Absolutely


http://www.fatherjames.org/wp-content/uploads/2012/09/truth-2.jpgWhat I first learned at Fels and have had reinforced for me in my consulting job since then is that there is no such thing as purely apolitical analysis in the worlds in which I circulate.  Maybe in science, engineering, or health care, there is a right answer and a wrong answer, and all one needs to do is be smart enough to get to the right answer, and then the whole world will gladly accept your work as true and right. 

But in the public arena, the numbers and the facts are explored, crunched, and presented in a certain context.  There is no escaping that context, because there is no pure right answer or wrong answer, simply opinions and perspectives and pros and cons.

On the one hand, this is deeply troubling to me.  On a moral level, I believe in absolute truths.  And, on an intellectual level, I believe in the power of data to tell the truth.  It is unnerving that no one cares what the right answer really is, and is willing to discard facts if they don't support their position.

On the other hand, this is deeply intuitive for me.  I believe that there are two sides to every story, and that there are merits to both sides.  And, I believe that the power of narrative trumps the power of numbers, in that what people really want to know at the end of the day is not whether 2 + 2 is 4 but rather something that can be boiled down to them in the form of an anecdote or life example.

I grew up being really good at math, so much so that I entered in and won many math competitions.  In that world, the problem at hand was known, the data points handled to me on a platter, and the task simply to determine the right way to the right answer.  For many people, this is how the whole world should work.

But it's not.  We dismiss things that have been proven when they don't fit our preconceived notions of what we imagine to be so obviously true that to think otherwise is blasphemous.  Consider how Ray LaHood, US Transportation Secretary, reacted when presented with evidence that child car seats are unnecessary after a certain age, or how Mitt Romney was castigated for suggesting that smaller class size wasn't the best way forward for struggling schools.  There was a little bit of a blip around President Obama's proposal for universal pre-K - little bit because the few who suggested this a poor way forward were roundly mocked, even though more and more evidence is piling up to support that position

What's a citizen and a consultant like me to do?  Do we no longer care about rigorous and fact-based analysis because no one cares what the right answer is anymore?  Is changing the world no longer about what's real and is rather all about having the most tightly crafted message and most carefully polished campaign?  To put a religious spin on things, are we truly in a post-modern era in which there is no such thing as absolute truth, only gradients of beliefs different groups hold to at varying levels?  And, if this is true, is this a historically awful reality or is it all really so bad?
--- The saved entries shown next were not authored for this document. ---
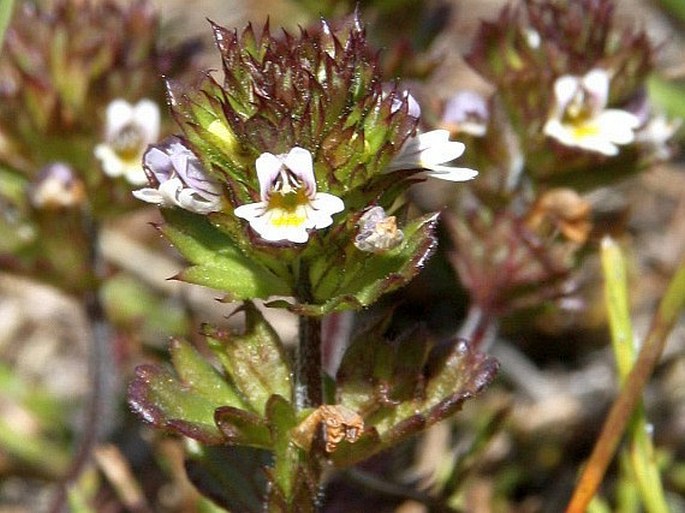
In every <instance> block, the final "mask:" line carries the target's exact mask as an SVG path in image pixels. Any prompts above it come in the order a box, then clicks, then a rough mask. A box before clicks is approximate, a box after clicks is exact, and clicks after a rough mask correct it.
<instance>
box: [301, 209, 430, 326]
mask: <svg viewBox="0 0 685 513" xmlns="http://www.w3.org/2000/svg"><path fill="white" fill-rule="evenodd" d="M437 222H438V214H429V215H426V216H423V217H421V218H419V219H416V220H414V221H412V222H410V223H408V224H407V225H406V226H405V227H404V229H403V232H404V241H403V243H402V244H401V245H400V246H398V247H397V248H395V249H392V250H390V251H387V252H385V253H380V254H374V253H366V252H363V251H360V250H358V249H356V248H354V247H351V245H350V246H349V249H348V251H347V252H346V253H345V254H341V253H340V251H338V250H337V249H335V251H336V253H326V254H325V255H324V256H323V257H322V258H321V259H320V260H317V262H316V263H315V265H313V266H312V271H311V273H310V279H311V283H312V291H313V296H314V300H315V303H314V304H295V305H290V306H289V308H290V310H292V311H293V312H295V313H297V314H300V315H325V314H328V313H332V312H336V311H341V310H349V309H359V308H363V307H365V306H369V305H371V304H372V303H374V302H376V301H377V300H378V298H380V297H381V296H382V295H383V294H387V293H388V292H392V291H394V290H397V289H398V288H400V287H403V286H404V285H406V284H407V283H409V282H410V281H411V280H412V279H413V278H414V277H415V276H416V275H417V274H418V273H419V272H420V271H421V270H422V269H423V266H424V264H425V262H426V260H427V259H428V258H429V257H430V255H431V254H432V253H433V251H434V250H435V248H436V247H437V239H436V237H435V228H436V225H437ZM341 259H342V261H341ZM336 261H337V264H338V265H332V264H331V262H336Z"/></svg>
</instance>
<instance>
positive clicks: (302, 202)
mask: <svg viewBox="0 0 685 513" xmlns="http://www.w3.org/2000/svg"><path fill="white" fill-rule="evenodd" d="M309 203H310V201H309V196H308V195H307V191H306V190H305V189H304V188H302V187H300V188H298V189H295V190H294V191H292V192H288V193H286V194H283V193H280V192H273V193H272V194H271V195H270V196H269V202H268V207H267V210H268V211H271V212H272V214H273V215H272V217H271V224H272V225H273V226H277V227H279V228H282V227H288V226H292V227H296V226H301V225H302V224H303V223H304V222H305V220H306V219H307V216H306V210H305V208H302V207H306V206H307V205H309Z"/></svg>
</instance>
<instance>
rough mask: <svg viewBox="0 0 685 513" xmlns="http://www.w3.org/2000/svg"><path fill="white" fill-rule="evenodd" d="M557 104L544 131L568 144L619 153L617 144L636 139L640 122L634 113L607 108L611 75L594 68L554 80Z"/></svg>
mask: <svg viewBox="0 0 685 513" xmlns="http://www.w3.org/2000/svg"><path fill="white" fill-rule="evenodd" d="M554 96H555V98H556V104H555V108H554V111H553V113H552V116H551V117H550V119H549V120H548V121H547V123H546V124H545V127H544V129H543V131H544V133H545V134H546V135H548V136H549V137H552V138H554V139H556V140H557V141H559V142H560V143H561V144H563V145H565V146H573V147H576V148H581V149H584V150H588V151H595V152H598V153H601V154H603V155H607V156H614V155H617V154H618V146H617V145H624V144H630V143H632V142H633V141H634V140H635V133H634V131H635V129H636V128H637V127H638V126H639V125H640V121H639V119H638V118H637V116H635V115H634V114H631V113H630V112H626V111H624V110H619V109H607V108H606V105H607V100H608V96H609V75H608V74H607V72H606V71H604V70H602V69H594V70H592V71H590V72H589V73H587V74H586V75H585V76H583V77H575V76H571V75H564V76H562V77H559V78H558V79H557V80H556V82H555V83H554Z"/></svg>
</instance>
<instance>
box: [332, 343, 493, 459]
mask: <svg viewBox="0 0 685 513" xmlns="http://www.w3.org/2000/svg"><path fill="white" fill-rule="evenodd" d="M423 339H425V337H423V336H421V337H417V340H411V338H409V337H407V338H406V339H405V340H403V341H402V342H401V343H400V344H398V345H396V349H395V353H394V354H393V355H391V356H390V358H391V361H390V362H389V363H388V364H386V368H385V369H381V372H379V368H378V367H373V368H372V366H371V365H370V364H369V363H366V364H364V363H362V365H363V367H364V370H363V372H358V371H355V370H354V366H355V364H359V363H360V362H361V360H360V359H359V356H357V355H359V351H358V348H356V349H355V348H354V346H351V347H350V349H351V350H352V353H351V354H350V356H348V355H347V354H346V355H345V358H344V359H343V362H342V364H341V367H340V371H339V373H338V384H339V385H338V393H337V401H338V402H340V404H343V405H345V406H348V407H350V408H352V409H355V408H357V410H356V411H357V412H358V413H360V414H361V415H362V416H363V417H364V422H365V425H366V430H365V433H364V435H363V436H362V437H361V438H360V440H359V441H358V442H357V443H355V444H348V445H341V447H340V450H336V451H335V452H334V453H333V454H332V455H331V459H332V460H333V461H334V462H335V464H336V465H338V466H348V465H352V464H354V463H357V462H358V461H361V460H363V459H366V458H368V457H369V456H371V455H373V454H375V453H376V452H379V451H381V450H384V449H387V448H389V447H391V446H394V445H396V444H398V443H399V442H401V441H402V440H404V439H406V438H407V437H409V436H412V435H414V434H416V433H418V432H420V431H422V430H424V429H426V428H428V427H430V426H432V425H433V424H435V423H436V422H439V421H441V420H444V419H446V418H448V417H449V416H451V415H453V414H454V413H455V412H456V411H458V410H459V408H460V407H461V405H462V404H463V402H464V401H466V400H467V399H470V398H472V397H474V396H475V395H476V394H478V393H479V392H480V391H482V390H483V389H484V388H485V387H486V386H487V385H488V384H489V383H490V382H491V381H492V380H493V379H494V376H495V374H496V372H497V369H498V364H497V362H496V361H495V360H494V359H492V358H490V357H488V356H486V355H484V354H482V353H479V352H477V351H474V350H473V349H471V348H470V347H469V345H468V344H467V343H466V342H455V343H454V344H453V345H452V346H451V347H450V348H449V350H448V351H446V352H445V354H444V355H440V356H436V355H433V360H434V361H432V362H430V363H432V365H424V359H425V352H424V351H425V347H424V348H421V347H420V343H419V342H420V341H421V340H423ZM412 342H416V343H417V344H418V345H419V347H417V348H411V349H410V344H411V343H412ZM386 344H387V343H386ZM376 345H378V344H377V343H375V342H374V343H371V344H368V347H369V348H372V347H374V346H376ZM422 354H423V357H421V355H422ZM386 358H387V356H386ZM369 360H372V358H369ZM417 360H418V363H414V364H412V361H414V362H416V361H417ZM387 366H390V367H392V370H391V372H390V374H389V375H390V376H392V377H391V379H385V380H384V379H382V378H381V377H382V375H383V374H385V375H388V371H387ZM426 367H428V368H426ZM412 374H413V376H412ZM364 377H365V378H366V383H365V382H364ZM408 379H409V380H413V386H412V387H410V388H407V387H406V380H408ZM412 389H413V390H412ZM374 404H376V405H380V406H379V407H378V406H377V407H374V406H373V405H374Z"/></svg>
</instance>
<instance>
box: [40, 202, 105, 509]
mask: <svg viewBox="0 0 685 513" xmlns="http://www.w3.org/2000/svg"><path fill="white" fill-rule="evenodd" d="M83 224H84V229H85V230H86V232H87V233H88V236H89V246H90V247H89V252H90V255H89V263H90V272H91V273H92V275H93V276H92V285H91V287H90V289H89V290H87V291H86V292H85V294H84V295H83V303H84V306H85V310H86V316H87V319H88V323H89V325H90V330H91V343H92V345H91V348H90V350H91V352H90V358H89V377H90V382H91V395H90V403H89V404H88V407H87V410H86V418H85V426H84V430H83V433H82V437H81V440H80V445H79V448H78V450H77V453H76V455H75V456H74V459H73V460H72V462H71V465H70V468H69V470H68V471H67V474H66V475H65V476H64V478H63V479H62V482H61V483H60V486H59V488H58V490H57V493H56V495H55V497H54V498H53V500H52V503H51V505H50V508H49V511H50V513H61V512H62V511H64V510H65V508H66V502H67V498H68V496H69V493H70V492H69V488H70V487H71V486H72V485H73V484H74V483H75V482H76V481H77V480H78V478H79V477H80V476H81V474H82V473H83V471H84V470H85V468H86V466H87V464H88V463H89V462H90V460H91V457H92V453H93V449H94V448H95V446H96V445H97V444H98V443H99V441H100V440H101V439H102V438H103V435H104V433H105V432H106V430H107V428H108V425H107V424H108V423H110V422H111V421H112V418H113V416H114V413H113V410H112V409H113V408H114V401H113V397H112V391H113V389H114V383H113V379H114V378H113V374H112V364H111V362H112V361H113V355H112V354H111V349H112V348H111V340H112V334H111V330H110V326H109V322H108V321H107V317H106V315H105V312H104V309H103V306H102V303H101V301H100V296H99V285H98V284H99V280H98V278H99V276H101V275H102V273H103V270H102V266H103V262H102V260H101V258H100V254H99V249H98V246H99V231H98V226H97V225H96V223H95V222H94V221H93V220H92V219H91V218H90V216H89V215H88V213H84V219H83Z"/></svg>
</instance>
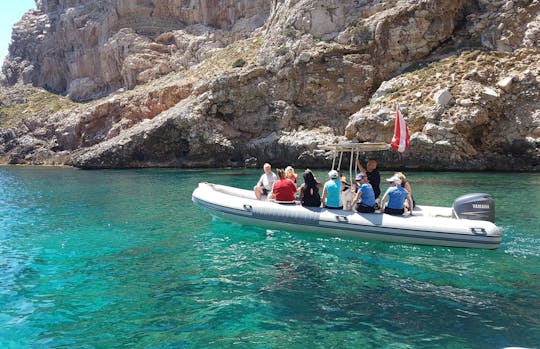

I don't know.  (I say this a lot at work, so I've gotten comfortable with the phrase.)  Over time, I do think that the right way wins out, even if it is mocked at the time.  (For example, care to wager who will have more wins over the next five years: the low-budget Moneyball A's with their advanced metrics and counter-intuitive methods, or the high-spending Phillies, who rely on scouts and on big contracts to veterans on the decline?)  I also think that what you really want is depth of analysis AND a powerful narrative message, and that you're not in a good place if you only have one or the other, analysis alone being unconnected and unpersuasive and messaging alone being unmoored and flawed.  That's how I'm going forward.